Les auteurs de ces propositions ne pensent pas seulement aux milliards des institutions étatiques telles que la banque centrale, mais explicitement aussi aux “fonds étatiques” proches de l’État, par exemple des entreprises d’État. Environ 60 membres du Conseil national des partis du centre, du Parti socialiste, des Verts et du Parti libéral-radical (PLR), ainsi que des membres isolés du Parti libéral, soutiennent cette demande. Cela pourrait suffire pour obtenir une majorité.

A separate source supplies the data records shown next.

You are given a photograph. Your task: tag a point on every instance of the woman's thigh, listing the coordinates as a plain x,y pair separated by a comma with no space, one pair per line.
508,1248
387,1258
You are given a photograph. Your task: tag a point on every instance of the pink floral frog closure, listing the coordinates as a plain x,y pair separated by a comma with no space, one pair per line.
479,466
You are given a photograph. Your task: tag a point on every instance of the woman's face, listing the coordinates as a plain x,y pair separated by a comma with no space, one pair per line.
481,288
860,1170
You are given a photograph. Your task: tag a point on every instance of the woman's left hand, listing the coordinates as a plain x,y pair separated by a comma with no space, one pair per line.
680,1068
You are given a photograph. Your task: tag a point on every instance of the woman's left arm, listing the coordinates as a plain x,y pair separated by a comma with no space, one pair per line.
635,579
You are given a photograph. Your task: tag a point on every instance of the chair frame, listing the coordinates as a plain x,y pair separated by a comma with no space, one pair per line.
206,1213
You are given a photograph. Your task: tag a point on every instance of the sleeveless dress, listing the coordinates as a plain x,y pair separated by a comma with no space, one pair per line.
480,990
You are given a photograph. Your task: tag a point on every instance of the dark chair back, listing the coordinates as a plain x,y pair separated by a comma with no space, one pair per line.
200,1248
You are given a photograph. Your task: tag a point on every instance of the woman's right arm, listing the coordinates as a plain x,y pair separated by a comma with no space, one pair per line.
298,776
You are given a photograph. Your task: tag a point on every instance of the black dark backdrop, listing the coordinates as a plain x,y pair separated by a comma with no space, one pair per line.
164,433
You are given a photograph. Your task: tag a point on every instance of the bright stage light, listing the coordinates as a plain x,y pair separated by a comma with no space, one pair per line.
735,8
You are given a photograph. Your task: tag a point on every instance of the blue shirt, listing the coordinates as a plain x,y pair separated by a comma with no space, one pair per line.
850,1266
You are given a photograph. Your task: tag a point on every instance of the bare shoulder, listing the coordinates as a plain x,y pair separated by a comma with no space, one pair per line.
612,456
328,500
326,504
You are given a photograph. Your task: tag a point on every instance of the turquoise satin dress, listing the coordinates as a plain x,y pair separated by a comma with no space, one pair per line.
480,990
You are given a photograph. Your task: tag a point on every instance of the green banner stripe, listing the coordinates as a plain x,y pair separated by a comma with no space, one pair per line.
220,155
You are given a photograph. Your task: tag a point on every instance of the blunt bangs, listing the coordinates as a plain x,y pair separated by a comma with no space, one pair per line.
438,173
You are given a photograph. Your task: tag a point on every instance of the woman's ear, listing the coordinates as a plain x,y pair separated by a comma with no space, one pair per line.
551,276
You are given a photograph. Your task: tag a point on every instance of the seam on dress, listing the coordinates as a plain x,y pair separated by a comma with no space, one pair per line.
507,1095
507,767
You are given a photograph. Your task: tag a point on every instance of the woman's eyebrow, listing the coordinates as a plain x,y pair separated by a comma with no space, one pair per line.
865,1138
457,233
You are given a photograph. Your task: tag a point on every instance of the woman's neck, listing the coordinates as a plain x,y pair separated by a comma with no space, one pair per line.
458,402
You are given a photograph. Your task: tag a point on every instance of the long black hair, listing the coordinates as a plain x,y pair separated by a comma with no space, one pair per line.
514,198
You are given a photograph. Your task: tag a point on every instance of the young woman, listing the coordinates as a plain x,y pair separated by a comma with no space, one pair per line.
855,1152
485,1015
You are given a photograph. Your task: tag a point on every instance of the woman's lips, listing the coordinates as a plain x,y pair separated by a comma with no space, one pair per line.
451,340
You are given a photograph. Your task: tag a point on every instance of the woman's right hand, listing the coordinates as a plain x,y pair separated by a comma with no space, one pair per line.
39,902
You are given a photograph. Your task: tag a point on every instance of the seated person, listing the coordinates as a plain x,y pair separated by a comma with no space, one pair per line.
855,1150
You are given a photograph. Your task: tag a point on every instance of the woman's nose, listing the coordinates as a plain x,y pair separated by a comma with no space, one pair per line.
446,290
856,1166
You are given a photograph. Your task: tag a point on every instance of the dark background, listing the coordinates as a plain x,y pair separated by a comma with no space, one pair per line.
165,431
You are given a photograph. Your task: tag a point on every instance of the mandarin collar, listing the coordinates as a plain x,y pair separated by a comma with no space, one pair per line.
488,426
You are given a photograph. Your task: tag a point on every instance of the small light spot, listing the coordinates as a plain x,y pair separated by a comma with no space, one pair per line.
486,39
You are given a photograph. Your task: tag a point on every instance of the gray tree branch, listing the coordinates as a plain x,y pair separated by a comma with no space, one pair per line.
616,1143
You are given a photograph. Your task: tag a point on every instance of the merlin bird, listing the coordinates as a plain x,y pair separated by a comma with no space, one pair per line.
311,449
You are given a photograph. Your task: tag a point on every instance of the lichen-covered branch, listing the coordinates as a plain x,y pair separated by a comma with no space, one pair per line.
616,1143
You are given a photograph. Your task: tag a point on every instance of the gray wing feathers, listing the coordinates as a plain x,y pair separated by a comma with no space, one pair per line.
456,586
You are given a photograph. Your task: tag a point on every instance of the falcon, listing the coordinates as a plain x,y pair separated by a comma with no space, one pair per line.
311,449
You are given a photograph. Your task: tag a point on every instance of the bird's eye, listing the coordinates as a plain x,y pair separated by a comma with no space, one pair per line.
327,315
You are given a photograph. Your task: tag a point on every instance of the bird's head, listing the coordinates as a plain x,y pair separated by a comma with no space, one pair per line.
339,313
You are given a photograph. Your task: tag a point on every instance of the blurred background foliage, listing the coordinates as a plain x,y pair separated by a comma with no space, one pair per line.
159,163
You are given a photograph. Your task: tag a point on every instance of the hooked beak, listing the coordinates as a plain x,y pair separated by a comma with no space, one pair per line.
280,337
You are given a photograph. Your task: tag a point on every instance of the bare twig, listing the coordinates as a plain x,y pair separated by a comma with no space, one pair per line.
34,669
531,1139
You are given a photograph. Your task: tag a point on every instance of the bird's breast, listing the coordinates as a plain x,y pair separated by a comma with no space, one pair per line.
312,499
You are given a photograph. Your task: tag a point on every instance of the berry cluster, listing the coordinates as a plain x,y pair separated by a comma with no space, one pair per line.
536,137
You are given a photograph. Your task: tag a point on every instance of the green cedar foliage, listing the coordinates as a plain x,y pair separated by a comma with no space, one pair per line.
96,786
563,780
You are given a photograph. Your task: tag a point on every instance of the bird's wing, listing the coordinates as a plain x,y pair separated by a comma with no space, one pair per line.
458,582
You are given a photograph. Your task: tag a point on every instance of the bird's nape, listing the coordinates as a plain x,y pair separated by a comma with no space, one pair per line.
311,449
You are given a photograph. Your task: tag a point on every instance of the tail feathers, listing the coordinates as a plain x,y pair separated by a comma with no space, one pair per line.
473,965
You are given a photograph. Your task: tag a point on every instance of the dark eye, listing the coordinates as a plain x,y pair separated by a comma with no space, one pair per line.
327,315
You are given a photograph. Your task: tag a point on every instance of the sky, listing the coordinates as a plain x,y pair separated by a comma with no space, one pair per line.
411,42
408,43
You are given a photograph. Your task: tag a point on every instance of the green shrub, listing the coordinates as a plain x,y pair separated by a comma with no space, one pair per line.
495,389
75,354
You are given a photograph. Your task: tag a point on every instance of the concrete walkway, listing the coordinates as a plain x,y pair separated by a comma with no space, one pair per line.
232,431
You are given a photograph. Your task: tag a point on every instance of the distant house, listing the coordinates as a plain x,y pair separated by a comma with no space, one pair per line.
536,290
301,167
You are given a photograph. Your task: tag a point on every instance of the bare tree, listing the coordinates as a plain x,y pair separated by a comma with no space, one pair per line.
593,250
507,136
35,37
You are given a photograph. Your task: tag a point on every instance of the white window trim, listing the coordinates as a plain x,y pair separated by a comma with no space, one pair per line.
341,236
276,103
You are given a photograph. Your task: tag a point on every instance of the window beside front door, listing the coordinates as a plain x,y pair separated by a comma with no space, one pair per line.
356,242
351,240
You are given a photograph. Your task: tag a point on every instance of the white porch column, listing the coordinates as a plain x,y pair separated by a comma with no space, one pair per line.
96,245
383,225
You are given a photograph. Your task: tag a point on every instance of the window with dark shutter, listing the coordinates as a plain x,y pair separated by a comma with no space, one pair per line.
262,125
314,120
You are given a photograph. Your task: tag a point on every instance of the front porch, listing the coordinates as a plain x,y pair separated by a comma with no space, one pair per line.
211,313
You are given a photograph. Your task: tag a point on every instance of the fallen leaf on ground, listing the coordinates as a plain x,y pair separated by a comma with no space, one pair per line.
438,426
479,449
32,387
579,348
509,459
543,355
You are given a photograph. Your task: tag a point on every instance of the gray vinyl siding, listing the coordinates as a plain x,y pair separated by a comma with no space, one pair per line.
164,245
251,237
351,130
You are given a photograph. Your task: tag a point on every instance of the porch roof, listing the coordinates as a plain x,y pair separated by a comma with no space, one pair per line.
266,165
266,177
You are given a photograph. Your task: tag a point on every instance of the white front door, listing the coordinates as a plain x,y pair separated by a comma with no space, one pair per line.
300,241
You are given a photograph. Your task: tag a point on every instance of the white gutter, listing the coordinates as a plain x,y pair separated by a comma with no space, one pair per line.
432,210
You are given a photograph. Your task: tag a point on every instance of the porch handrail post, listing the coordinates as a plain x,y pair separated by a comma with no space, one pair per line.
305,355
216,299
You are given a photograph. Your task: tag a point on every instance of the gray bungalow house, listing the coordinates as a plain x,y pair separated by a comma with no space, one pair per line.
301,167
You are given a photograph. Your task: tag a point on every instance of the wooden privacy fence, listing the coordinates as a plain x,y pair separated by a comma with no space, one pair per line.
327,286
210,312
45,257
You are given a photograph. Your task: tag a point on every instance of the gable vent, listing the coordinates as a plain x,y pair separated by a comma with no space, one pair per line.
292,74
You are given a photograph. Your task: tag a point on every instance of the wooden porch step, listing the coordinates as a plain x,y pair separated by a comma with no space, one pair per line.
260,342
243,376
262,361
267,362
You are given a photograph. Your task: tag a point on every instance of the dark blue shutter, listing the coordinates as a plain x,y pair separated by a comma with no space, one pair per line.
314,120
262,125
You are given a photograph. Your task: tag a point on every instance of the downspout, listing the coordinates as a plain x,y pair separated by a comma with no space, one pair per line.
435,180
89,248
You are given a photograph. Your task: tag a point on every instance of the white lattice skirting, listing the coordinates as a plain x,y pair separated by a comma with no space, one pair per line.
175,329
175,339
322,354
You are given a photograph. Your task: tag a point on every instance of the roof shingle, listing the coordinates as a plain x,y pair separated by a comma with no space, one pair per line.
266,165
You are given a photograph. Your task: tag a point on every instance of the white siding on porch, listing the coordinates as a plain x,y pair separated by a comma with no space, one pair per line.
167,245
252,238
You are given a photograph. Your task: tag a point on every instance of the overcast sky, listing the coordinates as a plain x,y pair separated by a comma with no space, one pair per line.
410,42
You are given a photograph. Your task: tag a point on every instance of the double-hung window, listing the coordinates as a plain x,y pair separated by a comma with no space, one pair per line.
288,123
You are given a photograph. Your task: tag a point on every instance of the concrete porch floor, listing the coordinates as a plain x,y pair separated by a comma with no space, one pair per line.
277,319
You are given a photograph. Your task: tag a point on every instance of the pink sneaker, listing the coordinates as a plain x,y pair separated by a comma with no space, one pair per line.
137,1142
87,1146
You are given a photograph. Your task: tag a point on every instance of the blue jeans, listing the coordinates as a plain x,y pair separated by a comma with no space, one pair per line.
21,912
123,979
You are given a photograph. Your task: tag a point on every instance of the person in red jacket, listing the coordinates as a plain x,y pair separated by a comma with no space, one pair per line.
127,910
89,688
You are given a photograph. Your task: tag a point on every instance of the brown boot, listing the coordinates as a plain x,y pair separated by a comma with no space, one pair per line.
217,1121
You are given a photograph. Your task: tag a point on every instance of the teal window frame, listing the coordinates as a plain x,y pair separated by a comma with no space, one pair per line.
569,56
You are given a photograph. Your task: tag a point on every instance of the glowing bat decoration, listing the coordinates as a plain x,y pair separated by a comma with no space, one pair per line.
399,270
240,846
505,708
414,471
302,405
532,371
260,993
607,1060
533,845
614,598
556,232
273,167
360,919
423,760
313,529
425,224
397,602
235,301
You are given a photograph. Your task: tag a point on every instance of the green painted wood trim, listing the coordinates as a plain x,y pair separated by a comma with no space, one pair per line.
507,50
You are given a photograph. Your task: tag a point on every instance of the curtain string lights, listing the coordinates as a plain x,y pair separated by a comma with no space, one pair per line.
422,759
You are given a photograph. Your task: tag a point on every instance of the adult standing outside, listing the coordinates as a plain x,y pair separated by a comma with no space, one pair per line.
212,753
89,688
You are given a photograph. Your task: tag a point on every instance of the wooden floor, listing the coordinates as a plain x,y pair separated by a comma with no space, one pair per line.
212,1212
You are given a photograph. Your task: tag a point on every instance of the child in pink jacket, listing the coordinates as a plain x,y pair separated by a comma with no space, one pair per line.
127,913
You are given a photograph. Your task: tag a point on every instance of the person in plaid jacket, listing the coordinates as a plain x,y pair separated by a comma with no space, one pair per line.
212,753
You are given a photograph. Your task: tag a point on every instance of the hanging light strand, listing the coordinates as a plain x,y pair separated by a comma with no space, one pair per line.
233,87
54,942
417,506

Le Conseil national se prononcera lors de la session d’été qui débute mardi.
L’immunité pour les banques centrales
Une chose est claire à la lecture des propositions : ni une action unilatérale de la Suisse ni une aventure juridique ne sont souhaitées. Au contraire, le Conseil fédéral serait chargé d’agir au niveau international et de plaider en faveur d’une approche commune des États occidentaux, soutenue non seulement politiquement mais aussi juridiquement. Les conseillers nationaux impliqués ne cachent pas que cela soulève des questions complexes.
Selon le droit international, les avoirs des banques centrales bénéficient d’une quasi-immunité et relèvent de la protection diplomatique. Les éventuelles conséquences économ
iques sont également un facteur à prendre en compte, notamment si la banque centrale d’un grand pays perdait une part importante de ses réserves.
Cependant, un État qui cause un préjudice illégal à un autre est tenu de verser des dommages et intérêts. Il n’est pas clair, en revanche, si et comment d’autres pays, qui ne sont pas directement impliqués dans le conflit, peuvent intervenir dans un tel cas. Par exemple, les États membres de l’Union européenne discutent de cette possibilité : ils pourraient investir les actifs bloqués de la Banque centrale russe et utiliser les revenus qui en découlent pour la reconstruction de l’Ukraine. La Suisse suit ces discussions de près, comme l’a récemment annoncé le département de l’économie. Ce qui en ressort reste incertain.
Combien de milliards sont réellement en jeu ?
La difficulté que rencontre l’Occident dans le traitement des avoirs russes se manifeste déjà par le fait que l’on ne sait même pas où se trouvent exactement les réserves de la banque centrale. On cite souvent la même estimation, basée sur les informations de la banque de l’année dernière : selon elles, environ 300 milliards de dollars seraient bloqués dans les pays qui ont rejoint les sanctions financières.
Cependant, strictement parlant, ces fonds ne sont même pas considérés comme “bloqués”. Cette catégorie ne concerne que les fonds et les actifs des particuliers, des entreprises ou des organisations soumis à des sanctions en raison de la guerre en Russie. Jusqu’à présent, la Suisse a bloqué environ 7,5 milliards de francs suisses. Juridiquement, il est encore plus difficile, voire impossible, de saisir ces fonds privés et de les utiliser comme indemnisation pour l’Ukraine.
Avant de prendre une telle mesure, la responsabilité du propriétaire respectif devrait être correctement examinée, ce qui n’est pas possible sans des procédures longues et probablement difficiles, y compris des possibilités de recours. Sans une décision finale, le droit fondamental de garantie de propriété prévaut. En février, le Conseil fédéral a souligné que l’ordre juridique de la Suisse et de nombreux autres pays n’autorise pas la confiscation de biens privés.
Des milliards comme moyen de pression
Dans le cas des fonds publics, l’accès devrait être plus facile. Cependant, il reste incertain de savoir si cela sera réussi. À l’heure actuelle, les réserves russes ne sont pas formellement bloquées, mais seulement “impossibles à déplacer”. Selon le Secrétariat d’État à l’économie, depuis mars 2022, toutes les “transactions liées à la gestion des réserves et des actifs” de la banque centrale sont interdites. Autrement dit, l’argent reste dans le pays.
Il est également possible que les pays occidentaux conviennent de ne pas transférer les réserves de la banque centrale à l’Ukraine, mais de les utiliser comme moyen de pression : les milliards ne seraient libérés qu’après la fin de la guerre si la Russie s’engage à verser des réparations adéquates.